Comme économiste passionné, sous mon réverbère à Spa en cette nuit de réveillon, je vivais un moment parfaitement incroyable de l’histoire de ma discipline et, comme Européen convaincu, une étape décisive (mais non irréversible) dans la progression vers un destin commun et solidaire des pays formant cette union monétaire.
J’étais d’autant plus ému que j’avais vécu "de l’intérieur", si je puis dire, la mise en place de la monnaie unique au sein de la Direction générale des Affaires économiques et financières de la Commission européenne, où j’ai travaillé entre 1995 et 1999.

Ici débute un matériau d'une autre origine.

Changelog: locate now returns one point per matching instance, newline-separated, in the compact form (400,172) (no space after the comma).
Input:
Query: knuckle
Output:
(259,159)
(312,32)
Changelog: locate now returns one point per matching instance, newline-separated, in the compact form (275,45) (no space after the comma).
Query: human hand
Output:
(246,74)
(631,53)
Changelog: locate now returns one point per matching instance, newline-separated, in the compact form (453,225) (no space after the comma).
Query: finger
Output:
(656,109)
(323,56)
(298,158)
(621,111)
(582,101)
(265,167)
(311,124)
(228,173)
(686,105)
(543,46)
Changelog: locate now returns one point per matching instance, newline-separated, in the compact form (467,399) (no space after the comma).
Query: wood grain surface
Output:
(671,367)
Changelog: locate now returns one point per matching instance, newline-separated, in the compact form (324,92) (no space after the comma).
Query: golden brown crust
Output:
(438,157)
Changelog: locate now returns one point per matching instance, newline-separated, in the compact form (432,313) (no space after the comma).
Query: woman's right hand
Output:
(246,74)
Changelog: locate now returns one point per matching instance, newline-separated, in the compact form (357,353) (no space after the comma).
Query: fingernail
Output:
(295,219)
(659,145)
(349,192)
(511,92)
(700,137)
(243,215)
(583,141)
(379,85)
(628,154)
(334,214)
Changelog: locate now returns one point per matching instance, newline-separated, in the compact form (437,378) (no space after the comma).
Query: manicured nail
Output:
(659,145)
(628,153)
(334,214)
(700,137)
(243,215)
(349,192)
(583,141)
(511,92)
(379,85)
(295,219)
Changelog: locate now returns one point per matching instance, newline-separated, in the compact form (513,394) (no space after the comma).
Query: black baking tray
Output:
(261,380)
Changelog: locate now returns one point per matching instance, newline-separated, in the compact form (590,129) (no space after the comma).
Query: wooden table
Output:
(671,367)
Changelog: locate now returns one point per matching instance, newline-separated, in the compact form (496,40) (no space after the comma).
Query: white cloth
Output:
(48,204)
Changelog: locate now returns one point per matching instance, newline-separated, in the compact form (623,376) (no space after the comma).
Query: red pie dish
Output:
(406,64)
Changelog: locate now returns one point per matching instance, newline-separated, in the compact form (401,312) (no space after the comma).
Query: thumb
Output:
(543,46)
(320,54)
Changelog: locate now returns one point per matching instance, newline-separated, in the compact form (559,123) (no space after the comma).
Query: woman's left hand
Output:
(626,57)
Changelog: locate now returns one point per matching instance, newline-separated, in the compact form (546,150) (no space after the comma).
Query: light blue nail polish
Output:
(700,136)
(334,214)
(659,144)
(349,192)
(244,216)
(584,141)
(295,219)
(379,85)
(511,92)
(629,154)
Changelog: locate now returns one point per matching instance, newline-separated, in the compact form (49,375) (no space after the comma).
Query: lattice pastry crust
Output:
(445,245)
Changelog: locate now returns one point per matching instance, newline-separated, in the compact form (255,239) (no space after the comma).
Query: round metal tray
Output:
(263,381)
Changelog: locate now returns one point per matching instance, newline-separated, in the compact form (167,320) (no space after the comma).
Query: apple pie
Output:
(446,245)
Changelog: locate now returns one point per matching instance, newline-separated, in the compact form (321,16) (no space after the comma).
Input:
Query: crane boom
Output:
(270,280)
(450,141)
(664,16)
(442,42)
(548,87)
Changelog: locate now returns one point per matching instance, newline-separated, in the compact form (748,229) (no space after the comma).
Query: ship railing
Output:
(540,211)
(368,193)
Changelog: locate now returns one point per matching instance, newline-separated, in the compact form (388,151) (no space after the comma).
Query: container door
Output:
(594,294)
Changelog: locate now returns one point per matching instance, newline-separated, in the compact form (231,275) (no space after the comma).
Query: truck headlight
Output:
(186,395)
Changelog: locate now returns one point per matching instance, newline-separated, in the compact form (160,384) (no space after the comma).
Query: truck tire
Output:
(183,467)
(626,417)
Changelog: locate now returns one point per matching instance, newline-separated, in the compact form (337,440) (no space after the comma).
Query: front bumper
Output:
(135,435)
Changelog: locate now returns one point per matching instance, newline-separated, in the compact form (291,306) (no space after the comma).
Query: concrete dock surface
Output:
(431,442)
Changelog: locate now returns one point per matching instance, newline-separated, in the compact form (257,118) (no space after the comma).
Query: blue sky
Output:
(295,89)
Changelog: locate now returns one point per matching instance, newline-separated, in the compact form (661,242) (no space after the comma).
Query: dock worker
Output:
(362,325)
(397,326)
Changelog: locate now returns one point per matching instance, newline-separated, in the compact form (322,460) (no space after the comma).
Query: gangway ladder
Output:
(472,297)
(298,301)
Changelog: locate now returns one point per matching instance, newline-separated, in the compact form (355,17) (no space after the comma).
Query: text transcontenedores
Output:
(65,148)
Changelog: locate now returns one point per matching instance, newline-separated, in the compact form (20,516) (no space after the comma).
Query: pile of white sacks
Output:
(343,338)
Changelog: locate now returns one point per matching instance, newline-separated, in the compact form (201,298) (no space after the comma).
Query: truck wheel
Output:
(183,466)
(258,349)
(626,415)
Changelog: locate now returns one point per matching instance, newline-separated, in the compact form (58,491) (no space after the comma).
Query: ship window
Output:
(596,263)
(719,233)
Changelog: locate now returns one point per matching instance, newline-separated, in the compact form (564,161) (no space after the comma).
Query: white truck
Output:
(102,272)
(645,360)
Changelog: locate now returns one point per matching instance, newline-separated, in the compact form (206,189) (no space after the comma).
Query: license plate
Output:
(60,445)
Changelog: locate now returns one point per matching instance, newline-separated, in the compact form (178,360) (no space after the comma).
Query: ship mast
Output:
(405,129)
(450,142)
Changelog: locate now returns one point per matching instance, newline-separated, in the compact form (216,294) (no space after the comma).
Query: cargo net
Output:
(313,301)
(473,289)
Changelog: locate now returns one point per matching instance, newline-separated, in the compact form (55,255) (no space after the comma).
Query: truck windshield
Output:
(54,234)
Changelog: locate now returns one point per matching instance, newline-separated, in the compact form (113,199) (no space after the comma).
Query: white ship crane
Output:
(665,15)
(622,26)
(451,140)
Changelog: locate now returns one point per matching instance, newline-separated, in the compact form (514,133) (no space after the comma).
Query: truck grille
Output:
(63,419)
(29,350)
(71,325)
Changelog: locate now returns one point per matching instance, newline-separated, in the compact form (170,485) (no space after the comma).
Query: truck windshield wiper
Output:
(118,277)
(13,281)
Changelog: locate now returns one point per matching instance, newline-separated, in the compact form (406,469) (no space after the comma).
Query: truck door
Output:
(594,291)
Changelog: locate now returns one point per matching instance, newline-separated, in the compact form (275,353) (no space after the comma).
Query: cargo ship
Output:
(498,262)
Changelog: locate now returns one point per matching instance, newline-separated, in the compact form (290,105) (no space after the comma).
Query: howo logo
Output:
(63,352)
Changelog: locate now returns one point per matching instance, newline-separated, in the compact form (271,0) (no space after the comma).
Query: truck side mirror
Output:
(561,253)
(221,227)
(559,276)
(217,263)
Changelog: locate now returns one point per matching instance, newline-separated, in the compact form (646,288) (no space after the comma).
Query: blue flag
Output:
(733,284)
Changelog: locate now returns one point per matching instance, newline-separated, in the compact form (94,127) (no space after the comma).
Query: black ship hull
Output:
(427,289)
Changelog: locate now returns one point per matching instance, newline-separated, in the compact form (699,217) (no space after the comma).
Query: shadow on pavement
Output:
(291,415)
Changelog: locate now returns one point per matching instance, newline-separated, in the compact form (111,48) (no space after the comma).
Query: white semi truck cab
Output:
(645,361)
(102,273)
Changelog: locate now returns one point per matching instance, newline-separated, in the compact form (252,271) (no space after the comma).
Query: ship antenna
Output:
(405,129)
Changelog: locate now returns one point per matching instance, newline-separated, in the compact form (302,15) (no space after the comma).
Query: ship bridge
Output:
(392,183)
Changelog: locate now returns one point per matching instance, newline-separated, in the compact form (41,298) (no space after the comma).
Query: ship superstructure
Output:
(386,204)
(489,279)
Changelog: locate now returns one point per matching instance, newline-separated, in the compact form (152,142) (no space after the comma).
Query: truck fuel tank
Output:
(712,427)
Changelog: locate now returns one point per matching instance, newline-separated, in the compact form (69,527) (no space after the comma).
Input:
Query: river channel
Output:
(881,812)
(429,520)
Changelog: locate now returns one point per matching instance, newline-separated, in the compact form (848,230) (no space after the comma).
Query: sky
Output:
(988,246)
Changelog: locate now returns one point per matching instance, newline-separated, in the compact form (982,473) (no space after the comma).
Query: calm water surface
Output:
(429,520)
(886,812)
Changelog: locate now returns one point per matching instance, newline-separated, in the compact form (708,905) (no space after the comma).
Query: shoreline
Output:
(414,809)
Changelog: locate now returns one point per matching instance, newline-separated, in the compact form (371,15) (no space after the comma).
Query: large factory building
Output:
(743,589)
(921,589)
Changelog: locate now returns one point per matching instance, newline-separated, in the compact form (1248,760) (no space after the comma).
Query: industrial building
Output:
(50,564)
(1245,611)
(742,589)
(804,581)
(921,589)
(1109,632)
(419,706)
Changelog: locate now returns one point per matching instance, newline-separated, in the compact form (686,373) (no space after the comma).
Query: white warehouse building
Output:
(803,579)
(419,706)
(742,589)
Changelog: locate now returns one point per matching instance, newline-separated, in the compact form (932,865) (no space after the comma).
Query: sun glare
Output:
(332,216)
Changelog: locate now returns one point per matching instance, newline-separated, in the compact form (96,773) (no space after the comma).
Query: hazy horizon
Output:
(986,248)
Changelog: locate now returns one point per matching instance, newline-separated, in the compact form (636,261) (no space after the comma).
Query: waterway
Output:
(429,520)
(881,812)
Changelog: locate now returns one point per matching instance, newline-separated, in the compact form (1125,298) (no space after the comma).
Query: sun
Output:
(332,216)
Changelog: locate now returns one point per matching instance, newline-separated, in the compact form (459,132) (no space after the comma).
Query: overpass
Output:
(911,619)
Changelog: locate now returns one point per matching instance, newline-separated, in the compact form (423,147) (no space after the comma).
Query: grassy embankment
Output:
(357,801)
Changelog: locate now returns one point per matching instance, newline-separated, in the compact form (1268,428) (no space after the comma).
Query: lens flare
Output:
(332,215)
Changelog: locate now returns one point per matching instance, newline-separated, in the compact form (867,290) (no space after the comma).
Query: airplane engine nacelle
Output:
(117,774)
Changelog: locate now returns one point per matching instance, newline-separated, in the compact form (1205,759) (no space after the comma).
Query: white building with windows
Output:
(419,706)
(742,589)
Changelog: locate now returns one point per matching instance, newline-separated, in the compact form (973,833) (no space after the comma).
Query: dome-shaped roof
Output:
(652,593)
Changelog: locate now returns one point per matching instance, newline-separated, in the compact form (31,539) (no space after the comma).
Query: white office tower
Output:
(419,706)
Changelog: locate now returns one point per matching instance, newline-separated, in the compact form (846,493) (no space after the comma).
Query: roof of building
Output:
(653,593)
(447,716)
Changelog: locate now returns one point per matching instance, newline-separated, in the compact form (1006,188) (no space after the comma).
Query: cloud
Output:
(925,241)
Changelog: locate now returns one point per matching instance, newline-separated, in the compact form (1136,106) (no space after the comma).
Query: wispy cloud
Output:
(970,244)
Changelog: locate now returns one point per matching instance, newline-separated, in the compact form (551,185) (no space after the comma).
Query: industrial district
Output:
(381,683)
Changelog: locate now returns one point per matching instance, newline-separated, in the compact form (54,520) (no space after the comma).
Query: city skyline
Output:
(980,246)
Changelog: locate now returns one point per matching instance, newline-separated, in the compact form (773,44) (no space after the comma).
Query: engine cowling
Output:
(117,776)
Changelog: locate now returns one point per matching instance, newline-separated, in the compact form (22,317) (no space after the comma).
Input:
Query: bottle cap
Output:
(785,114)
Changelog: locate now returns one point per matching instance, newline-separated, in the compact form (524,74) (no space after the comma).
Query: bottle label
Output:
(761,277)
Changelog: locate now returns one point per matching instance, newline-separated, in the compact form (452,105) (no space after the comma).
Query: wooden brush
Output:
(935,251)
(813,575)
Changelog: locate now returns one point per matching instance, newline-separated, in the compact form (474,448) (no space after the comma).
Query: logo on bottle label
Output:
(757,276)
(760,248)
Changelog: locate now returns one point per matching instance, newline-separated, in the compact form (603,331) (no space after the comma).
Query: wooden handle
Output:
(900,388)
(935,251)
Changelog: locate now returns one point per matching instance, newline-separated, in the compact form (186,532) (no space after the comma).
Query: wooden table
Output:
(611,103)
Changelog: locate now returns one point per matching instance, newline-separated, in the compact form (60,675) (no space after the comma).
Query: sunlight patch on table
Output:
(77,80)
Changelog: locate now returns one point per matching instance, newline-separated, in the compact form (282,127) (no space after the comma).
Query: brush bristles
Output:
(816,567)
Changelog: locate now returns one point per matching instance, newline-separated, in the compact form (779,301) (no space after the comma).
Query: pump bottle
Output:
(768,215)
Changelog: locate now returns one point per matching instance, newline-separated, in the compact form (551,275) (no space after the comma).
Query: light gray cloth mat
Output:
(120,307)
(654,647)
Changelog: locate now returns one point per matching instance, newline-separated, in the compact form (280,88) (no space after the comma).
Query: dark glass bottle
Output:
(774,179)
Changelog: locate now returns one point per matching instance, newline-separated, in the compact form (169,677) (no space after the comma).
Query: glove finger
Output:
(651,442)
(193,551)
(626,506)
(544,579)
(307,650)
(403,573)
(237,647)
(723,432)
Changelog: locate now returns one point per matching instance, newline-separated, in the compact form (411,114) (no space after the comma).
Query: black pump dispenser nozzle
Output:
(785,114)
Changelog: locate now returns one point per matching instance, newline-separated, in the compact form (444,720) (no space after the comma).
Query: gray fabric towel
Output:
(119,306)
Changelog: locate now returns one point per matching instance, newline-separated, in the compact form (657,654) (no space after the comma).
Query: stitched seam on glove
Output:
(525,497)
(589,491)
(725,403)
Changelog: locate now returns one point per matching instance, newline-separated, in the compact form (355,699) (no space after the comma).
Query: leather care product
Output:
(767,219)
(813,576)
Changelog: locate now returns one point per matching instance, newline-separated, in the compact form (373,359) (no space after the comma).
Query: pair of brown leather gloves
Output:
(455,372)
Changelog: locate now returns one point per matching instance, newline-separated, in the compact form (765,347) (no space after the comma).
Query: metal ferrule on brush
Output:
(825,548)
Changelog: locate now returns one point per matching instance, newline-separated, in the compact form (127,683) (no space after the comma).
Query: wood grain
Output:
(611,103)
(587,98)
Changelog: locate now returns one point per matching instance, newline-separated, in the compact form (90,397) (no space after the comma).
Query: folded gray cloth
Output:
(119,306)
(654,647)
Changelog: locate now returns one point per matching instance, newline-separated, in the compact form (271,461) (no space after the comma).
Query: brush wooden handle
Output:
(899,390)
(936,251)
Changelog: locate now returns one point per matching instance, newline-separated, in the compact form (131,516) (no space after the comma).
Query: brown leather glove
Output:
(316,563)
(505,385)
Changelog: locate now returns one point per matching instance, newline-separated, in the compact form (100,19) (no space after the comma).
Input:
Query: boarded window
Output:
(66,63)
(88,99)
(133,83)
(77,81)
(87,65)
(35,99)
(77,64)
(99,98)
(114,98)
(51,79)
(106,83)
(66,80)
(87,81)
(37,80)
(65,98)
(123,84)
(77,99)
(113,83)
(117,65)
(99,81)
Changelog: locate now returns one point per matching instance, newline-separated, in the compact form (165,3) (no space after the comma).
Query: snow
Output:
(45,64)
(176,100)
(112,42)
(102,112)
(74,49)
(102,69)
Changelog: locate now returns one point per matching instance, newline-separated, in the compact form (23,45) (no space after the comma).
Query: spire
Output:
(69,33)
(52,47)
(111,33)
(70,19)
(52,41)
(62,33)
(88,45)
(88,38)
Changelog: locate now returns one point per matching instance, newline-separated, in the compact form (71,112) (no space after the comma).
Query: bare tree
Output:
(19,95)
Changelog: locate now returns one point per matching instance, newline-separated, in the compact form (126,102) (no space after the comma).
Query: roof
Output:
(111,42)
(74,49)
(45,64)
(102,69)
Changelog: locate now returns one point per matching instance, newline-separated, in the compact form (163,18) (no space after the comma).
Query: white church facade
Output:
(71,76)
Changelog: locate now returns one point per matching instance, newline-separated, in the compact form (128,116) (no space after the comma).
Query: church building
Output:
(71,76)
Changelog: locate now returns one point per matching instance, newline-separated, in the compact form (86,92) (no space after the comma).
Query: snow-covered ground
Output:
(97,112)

Ce qu’a accompli cette administration pour amener les billets d’euros dans un guichet automatique de la ville de Spa était sans doute sans comparaison avec ce que les Banques centrales nationales et européenne, les institutions à la manœuvre de l’opération, ont réalisé. J’ai pu néanmoins mesurer l’intelligence et la persévérance qu’il a fallu à la Commission et l’administration européennes de l’époque pour réunir toutes les conditions permettant l’éclosion de l’euro, notamment pour confirmer la conformité des pays-adhérents aux critères du Traité européen. Maintenant que l’euro fait partie de notre vie, on imagine que tout est allé de soi mais je peux modestement témoigner que loin s’en faut, le projet a souvent risqué de capoter ou d’être retardé.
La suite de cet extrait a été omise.